Types of DNS Servers
You can configure Bind9 DNS Server as either a Cashing or Forwarding DNS Server. Bind is an open source software that makes it possible for internet users to publish their Domain Name System (DNS) information on the internet, and to help them resolve their queries.
To achieve either of these configurations, two computers must be used (and one of these, at least, should be an Ubuntu 14.04 Server). As shown below, one of the two computers will be configured as the client while the other functions as the DNS server.
|DNS Server||172. 0.3.4|
How to configure Bind9 as A Caching DNS Server
These are the procedures you must follow in order to configure Bind9 DNS server into a Cashing DNS server:
- First, install Bind on the DNS server
- Set up an access control list, ACL
- Create a label for the ACL group
- Within the group, list the IP addresses that should be allowed to use this DNS Server
- Having created an ACL list of clients that this Server will resolve queries for
- The recursive service and other ACL specifications are configured—since there is no concern about authoritative-only server in this condition, the references used to describe the nature of the recursion and caching will define the effectiveness of the Bind9 DNS server
- Once the configuration has been completed, save and close the file
- In case you realize that you are not satisfied with the specifications in the configured Bind9 DNS server, you can restart and start the processes all over again.
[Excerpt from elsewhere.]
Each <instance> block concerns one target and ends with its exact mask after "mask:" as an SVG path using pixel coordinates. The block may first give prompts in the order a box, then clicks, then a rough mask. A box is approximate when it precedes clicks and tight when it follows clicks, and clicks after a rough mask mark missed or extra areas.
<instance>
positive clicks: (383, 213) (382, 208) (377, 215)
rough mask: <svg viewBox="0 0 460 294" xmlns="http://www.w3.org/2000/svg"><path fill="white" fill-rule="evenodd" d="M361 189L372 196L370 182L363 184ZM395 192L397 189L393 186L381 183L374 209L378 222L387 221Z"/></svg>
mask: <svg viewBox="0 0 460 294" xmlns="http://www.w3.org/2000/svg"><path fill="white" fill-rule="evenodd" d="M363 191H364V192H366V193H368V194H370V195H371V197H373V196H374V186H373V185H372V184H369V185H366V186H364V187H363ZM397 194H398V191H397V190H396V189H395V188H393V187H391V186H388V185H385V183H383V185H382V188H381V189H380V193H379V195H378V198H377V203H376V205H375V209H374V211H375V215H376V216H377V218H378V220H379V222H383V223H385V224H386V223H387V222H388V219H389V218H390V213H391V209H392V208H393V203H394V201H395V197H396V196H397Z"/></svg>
- How to configure Bind9 as A Forwarding DNS Server
- Outlined below are the procedures required for configuring Bind9 as a Forwarding DNS Server.
- You can start this process from where we stopped above, using the already configured Caching DNS Server.
- Use the same ACL list to restrict the server only to a specific list of clients
- Change the configuration so that the server will no longer handle and provide solutions to recursive queries
- Set up caching servers to forward the queries to
- Then create a block referred to as “forwarders”, which contain the IP addresses of recursive name servers that the requests or queries will be forwarded to
- You can use Google’s public DNS server for this purpose; that is, as the cashing DNS servers
- Configure that the server only forwards requests to the cashing DNS servers and does not attempt to resolve the queries itself
- Once you have completed this configuration, safe and close the files
After setting up the servers as either a Cashing DNS server or a Forwarding DNS server, go ahead and tweak your devices’ operating systems. This step is essential because you should point the servers to the new Bind9 DNS servers so that problem resolution can take place within the system. If you neglected this step, it may be impossible for the device to point to the new nameservers and complete the required assignment of resolving or forwarding the queries.